843.02 Resisting officer without violence to his or her person.—Whoever shall resist, obstruct, or oppose any officer as defined in s. 943.10(1), (2), (3), (6), (7), (8), or (9); member of the Florida Commission on Offender Review or any administrative aide or supervisor employed by the commission; county probation officer; parole and probation supervisor; personnel or representative of the Department of Law Enforcement; or other person legally authorized to execute process in the execution of legal process or in the lawful execution of any legal duty, without offering or doing violence to the person of the officer, shall be guilty of a misdemeanor of the first degree, punishable as provided in s. 775.082 or s. 775.083.
Resisting or opposing without violence is incredibly vague and allows for prosecutors to stack on additional charges (which add pressure for defendants to accept plea agreements). What constitutes resisting can apparently be as little as tensing an arm or moving as restraints are being applied. That creates a dangerously fluid and subjective basis for criminal charge, even a misdemeanor.

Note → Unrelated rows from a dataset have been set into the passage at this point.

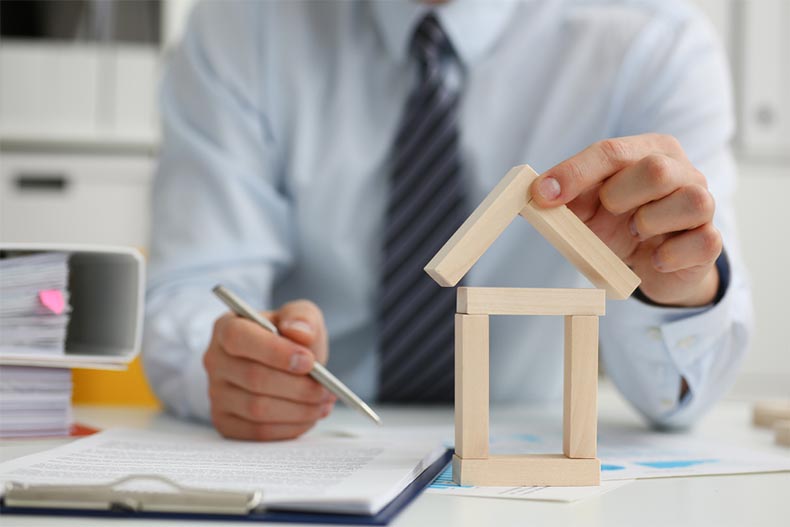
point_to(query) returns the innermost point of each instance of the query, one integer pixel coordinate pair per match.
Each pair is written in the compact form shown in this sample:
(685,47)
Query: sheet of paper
(637,454)
(327,474)
(444,485)
(625,456)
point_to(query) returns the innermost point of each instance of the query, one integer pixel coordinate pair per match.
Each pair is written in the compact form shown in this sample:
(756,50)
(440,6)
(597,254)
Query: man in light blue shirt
(279,122)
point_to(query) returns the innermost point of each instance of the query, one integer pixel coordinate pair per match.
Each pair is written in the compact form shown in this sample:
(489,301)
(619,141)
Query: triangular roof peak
(561,227)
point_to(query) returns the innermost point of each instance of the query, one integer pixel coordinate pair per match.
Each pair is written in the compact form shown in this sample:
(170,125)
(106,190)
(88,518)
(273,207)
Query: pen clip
(181,499)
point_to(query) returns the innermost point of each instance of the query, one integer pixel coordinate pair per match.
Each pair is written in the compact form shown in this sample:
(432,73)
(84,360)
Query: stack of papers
(34,318)
(34,402)
(34,310)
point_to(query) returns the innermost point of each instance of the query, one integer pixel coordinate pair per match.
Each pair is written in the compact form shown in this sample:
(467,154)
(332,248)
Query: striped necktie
(426,205)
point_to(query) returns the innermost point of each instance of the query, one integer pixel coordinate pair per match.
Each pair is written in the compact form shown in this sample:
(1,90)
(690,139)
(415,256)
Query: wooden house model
(578,464)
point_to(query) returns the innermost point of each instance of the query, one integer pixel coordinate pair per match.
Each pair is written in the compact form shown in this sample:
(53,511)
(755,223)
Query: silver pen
(319,372)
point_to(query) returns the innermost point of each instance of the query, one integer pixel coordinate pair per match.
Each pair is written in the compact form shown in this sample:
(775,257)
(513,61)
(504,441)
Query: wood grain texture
(580,246)
(580,399)
(471,386)
(486,223)
(552,470)
(530,301)
(766,413)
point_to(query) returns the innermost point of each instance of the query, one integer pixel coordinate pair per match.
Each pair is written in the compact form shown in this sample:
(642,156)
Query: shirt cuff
(660,346)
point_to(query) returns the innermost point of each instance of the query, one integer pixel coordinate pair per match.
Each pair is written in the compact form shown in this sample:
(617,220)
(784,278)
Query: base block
(549,470)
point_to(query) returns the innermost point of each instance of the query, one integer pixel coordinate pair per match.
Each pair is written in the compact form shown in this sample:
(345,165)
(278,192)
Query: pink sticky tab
(52,299)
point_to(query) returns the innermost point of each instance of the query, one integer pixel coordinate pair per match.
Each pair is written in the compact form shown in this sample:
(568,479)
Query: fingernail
(300,362)
(657,263)
(297,325)
(632,228)
(549,188)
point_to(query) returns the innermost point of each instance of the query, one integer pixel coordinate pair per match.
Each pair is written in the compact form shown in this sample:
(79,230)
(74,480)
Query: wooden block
(782,431)
(526,301)
(552,470)
(576,242)
(580,399)
(766,413)
(471,386)
(479,231)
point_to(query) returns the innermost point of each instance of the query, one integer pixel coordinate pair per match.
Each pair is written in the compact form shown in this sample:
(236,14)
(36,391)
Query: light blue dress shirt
(278,120)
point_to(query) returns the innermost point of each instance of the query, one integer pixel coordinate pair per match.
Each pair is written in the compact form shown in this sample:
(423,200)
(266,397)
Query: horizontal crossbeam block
(553,470)
(530,301)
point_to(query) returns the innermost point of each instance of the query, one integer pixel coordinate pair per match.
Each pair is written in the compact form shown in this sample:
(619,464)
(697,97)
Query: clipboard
(106,501)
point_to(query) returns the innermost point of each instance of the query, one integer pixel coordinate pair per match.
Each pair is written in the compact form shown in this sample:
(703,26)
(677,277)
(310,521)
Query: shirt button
(686,343)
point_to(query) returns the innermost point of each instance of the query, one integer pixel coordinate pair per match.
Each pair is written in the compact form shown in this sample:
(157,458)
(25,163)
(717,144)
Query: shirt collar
(473,26)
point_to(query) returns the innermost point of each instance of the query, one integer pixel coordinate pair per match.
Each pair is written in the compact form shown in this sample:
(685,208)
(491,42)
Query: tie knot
(430,42)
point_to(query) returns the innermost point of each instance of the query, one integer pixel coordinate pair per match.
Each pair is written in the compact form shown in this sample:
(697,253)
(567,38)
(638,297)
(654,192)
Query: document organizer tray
(106,288)
(189,503)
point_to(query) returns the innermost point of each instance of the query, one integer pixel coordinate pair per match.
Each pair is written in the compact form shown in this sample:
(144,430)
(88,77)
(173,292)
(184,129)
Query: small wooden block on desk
(580,399)
(766,413)
(553,470)
(527,301)
(471,386)
(478,232)
(576,242)
(782,431)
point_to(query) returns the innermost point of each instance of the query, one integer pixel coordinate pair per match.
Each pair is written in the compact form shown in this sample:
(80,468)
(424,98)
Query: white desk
(758,499)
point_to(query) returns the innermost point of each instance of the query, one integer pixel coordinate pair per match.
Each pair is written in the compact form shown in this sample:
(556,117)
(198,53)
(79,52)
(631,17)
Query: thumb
(302,322)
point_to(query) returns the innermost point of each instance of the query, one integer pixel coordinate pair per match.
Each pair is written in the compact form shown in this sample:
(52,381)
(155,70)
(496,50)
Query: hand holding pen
(262,384)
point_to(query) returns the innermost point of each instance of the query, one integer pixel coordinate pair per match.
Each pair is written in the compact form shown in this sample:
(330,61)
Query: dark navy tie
(426,205)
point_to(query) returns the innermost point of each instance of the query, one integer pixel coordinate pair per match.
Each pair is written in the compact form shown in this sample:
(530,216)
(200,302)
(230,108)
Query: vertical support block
(471,386)
(580,401)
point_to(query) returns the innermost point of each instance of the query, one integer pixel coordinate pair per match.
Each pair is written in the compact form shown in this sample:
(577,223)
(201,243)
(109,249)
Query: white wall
(757,35)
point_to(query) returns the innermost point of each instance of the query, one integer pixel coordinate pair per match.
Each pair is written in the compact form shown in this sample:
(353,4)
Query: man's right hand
(259,386)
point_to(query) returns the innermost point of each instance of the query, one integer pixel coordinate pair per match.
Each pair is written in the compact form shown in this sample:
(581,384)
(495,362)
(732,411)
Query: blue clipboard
(383,517)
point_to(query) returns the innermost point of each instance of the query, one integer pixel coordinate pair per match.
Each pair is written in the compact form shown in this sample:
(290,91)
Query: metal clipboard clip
(107,496)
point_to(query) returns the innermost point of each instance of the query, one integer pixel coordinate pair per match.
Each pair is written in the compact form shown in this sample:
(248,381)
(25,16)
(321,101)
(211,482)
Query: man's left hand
(643,197)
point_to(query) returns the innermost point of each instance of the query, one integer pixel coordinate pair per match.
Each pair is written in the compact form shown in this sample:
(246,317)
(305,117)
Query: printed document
(314,473)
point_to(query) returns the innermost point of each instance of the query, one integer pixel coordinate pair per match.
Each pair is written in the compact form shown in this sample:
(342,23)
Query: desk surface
(755,499)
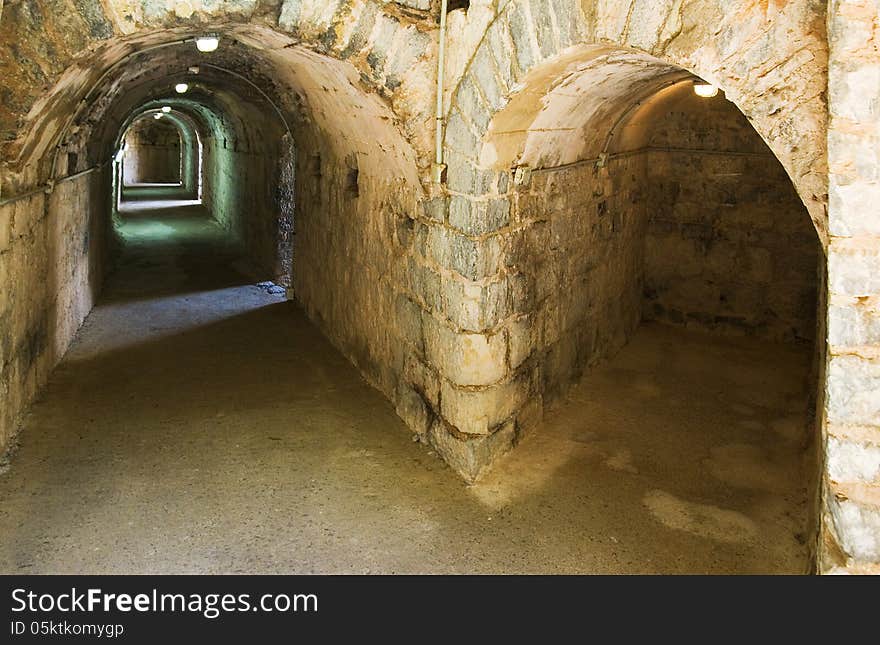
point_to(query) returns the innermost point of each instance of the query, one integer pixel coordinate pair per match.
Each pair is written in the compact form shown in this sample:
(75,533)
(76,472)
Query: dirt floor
(202,425)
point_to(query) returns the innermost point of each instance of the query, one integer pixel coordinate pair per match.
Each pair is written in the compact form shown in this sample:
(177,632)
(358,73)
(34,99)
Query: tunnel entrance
(153,152)
(673,280)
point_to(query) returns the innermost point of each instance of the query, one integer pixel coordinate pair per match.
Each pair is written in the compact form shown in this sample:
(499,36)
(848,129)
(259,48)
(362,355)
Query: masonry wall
(582,229)
(153,153)
(850,505)
(730,247)
(51,254)
(239,191)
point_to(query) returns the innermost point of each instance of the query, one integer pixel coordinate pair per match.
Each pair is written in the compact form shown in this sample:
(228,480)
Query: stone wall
(730,246)
(850,537)
(580,248)
(153,153)
(51,265)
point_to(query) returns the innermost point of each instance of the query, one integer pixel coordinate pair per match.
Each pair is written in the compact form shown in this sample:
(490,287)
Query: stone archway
(529,50)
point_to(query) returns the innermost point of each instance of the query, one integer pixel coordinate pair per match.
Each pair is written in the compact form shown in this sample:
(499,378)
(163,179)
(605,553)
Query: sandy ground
(200,424)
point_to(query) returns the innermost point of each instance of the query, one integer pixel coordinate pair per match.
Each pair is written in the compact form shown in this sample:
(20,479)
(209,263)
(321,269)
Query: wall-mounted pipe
(438,167)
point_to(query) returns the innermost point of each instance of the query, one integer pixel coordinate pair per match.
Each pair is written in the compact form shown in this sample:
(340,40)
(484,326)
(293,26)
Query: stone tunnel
(280,272)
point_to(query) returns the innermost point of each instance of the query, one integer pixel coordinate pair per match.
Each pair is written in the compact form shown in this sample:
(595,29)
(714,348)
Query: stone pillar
(850,532)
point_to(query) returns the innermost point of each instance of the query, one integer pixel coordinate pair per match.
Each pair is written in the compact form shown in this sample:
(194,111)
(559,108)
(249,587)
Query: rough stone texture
(345,92)
(153,153)
(851,492)
(51,262)
(729,246)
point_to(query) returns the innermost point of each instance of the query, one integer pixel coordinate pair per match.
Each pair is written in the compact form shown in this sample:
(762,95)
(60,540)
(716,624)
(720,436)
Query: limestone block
(853,461)
(857,527)
(413,409)
(853,390)
(475,306)
(521,339)
(854,322)
(473,259)
(469,456)
(479,412)
(465,358)
(853,269)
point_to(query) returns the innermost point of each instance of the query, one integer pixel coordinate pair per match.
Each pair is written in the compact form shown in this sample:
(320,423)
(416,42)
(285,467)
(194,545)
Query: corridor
(201,424)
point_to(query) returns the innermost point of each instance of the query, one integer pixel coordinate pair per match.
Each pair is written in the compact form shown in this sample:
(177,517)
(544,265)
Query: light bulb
(207,43)
(705,90)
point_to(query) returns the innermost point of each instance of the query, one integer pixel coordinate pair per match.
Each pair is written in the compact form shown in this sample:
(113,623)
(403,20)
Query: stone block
(857,527)
(413,409)
(469,456)
(853,390)
(475,306)
(472,259)
(480,412)
(853,461)
(465,358)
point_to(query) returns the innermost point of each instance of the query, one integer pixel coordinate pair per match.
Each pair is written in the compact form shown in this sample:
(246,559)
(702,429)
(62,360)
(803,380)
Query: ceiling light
(207,43)
(705,90)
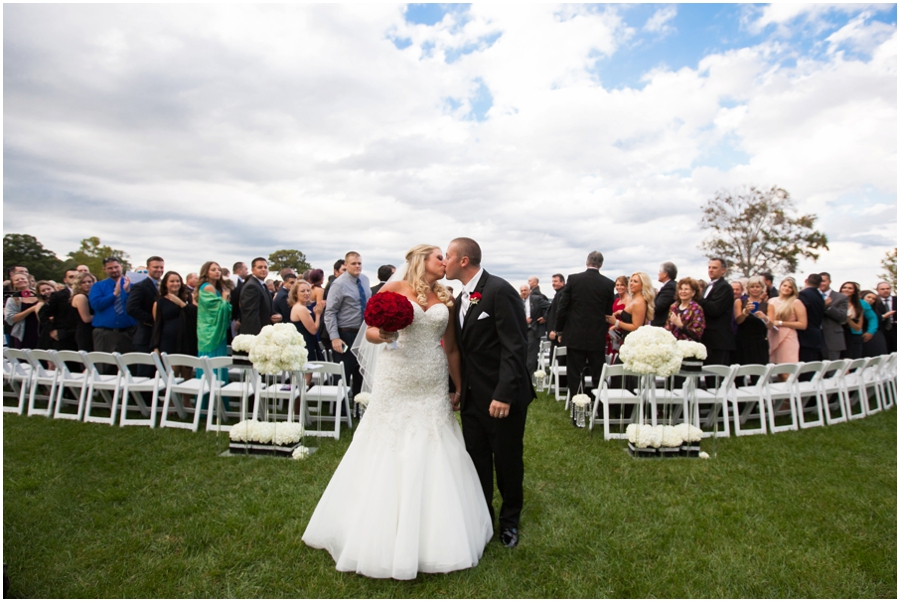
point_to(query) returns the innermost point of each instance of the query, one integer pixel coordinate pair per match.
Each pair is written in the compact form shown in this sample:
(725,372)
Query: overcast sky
(544,132)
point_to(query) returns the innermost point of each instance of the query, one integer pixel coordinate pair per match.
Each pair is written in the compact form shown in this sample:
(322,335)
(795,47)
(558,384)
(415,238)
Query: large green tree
(26,250)
(889,264)
(756,231)
(288,258)
(92,253)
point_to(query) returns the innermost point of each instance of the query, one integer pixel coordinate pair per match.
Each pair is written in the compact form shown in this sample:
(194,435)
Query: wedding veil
(367,353)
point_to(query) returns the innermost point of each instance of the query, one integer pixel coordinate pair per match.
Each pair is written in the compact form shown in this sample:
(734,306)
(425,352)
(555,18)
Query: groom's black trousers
(497,442)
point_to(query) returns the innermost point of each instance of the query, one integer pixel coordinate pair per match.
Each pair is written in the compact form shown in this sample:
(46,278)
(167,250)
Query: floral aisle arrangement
(278,348)
(651,350)
(581,408)
(692,355)
(663,440)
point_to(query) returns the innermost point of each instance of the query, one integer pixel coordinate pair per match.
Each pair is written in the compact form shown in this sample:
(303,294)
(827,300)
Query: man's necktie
(362,299)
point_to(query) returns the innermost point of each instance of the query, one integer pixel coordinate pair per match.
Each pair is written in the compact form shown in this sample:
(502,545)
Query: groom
(496,387)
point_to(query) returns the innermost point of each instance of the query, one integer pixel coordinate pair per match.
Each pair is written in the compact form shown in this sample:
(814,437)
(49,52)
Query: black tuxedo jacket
(62,317)
(236,299)
(256,306)
(140,307)
(718,309)
(540,305)
(585,302)
(493,343)
(815,311)
(664,300)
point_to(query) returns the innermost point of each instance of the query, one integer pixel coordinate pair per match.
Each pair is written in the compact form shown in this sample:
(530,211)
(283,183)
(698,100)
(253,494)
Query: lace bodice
(411,383)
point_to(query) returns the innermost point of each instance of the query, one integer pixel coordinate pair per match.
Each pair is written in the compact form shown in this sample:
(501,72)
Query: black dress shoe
(509,537)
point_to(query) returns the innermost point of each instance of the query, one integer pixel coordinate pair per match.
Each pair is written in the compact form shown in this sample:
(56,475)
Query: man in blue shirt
(113,327)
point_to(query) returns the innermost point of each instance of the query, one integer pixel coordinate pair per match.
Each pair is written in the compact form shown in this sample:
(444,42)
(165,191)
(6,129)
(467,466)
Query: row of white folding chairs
(24,373)
(763,393)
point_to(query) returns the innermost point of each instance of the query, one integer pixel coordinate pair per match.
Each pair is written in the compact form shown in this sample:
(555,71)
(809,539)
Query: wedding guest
(718,308)
(751,340)
(874,343)
(113,327)
(213,311)
(853,328)
(174,318)
(614,336)
(84,327)
(384,274)
(666,295)
(21,313)
(834,319)
(889,317)
(810,338)
(306,321)
(786,315)
(685,318)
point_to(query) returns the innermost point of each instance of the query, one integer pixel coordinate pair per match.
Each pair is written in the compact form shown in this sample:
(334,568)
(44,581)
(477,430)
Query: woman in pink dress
(786,315)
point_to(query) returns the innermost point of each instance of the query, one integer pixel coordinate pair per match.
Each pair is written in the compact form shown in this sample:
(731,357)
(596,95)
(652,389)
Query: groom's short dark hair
(468,248)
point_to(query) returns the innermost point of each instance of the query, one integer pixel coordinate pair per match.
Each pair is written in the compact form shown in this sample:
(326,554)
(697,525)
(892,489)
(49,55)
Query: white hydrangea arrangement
(644,435)
(581,400)
(278,433)
(277,348)
(651,350)
(691,349)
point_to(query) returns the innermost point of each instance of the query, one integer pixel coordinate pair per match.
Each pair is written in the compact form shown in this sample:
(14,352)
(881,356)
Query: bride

The most serious charge is the third-degree felony which can lead to up to five years in prison. Yet, the police charges refer ambiguously to “officers observed the defendant enticing the crowd with music from speakers.”
Enticing with music? That seems a pretty dangerous foundation for a serious criminal offense of rioting. Washington made this point, though he seemed to admit to breaking he curfew in an interview where he declared “I’m sorry for breaking curfew. I didn’t start no riot. At the end, I feel like somebody had to get in trouble and since I had the speaker and the big problems were gone, they locked me up.”
I have to agree with Washington on the basis of the riot charges. If the police have evidence of Washington’s rioting, they should produce that evidence. Playing music certainly can breach the peace and gather a crowd. It is not an element to the crime of rioting in my view.
Here are the provisions:
870.01 Affrays and riots.—(1) All persons guilty of an affray shall be guilty of a misdemeanor of the first degree, punishable as provided in s. 775.082 or s. 775.083.(2) All persons guilty of a riot, or of inciting or encouraging a riot, shall be guilty of a felony of the third degree, punishable as provided in s. 775.082, s. 775.083, or s. 775.084.
870.02 Unlawful assemblies.—If three or more persons meet together to commit a breach of the peace, or to do any other unlawful act, each of them shall be guilty of a misdemeanor of the second degree, punishable as provided in s. 775.082 or s. 775.083.870.03 Riots and routs.—If any persons unlawfully assembled demolish, pull down or destroy, or begin to demolish, pull down or destroy, any dwelling house or other building, or any ship or vessel, each of them shall be guilty of a felony of the third degree, punishable as provided in s. 775.082, s. 775.083, or s. 775.084.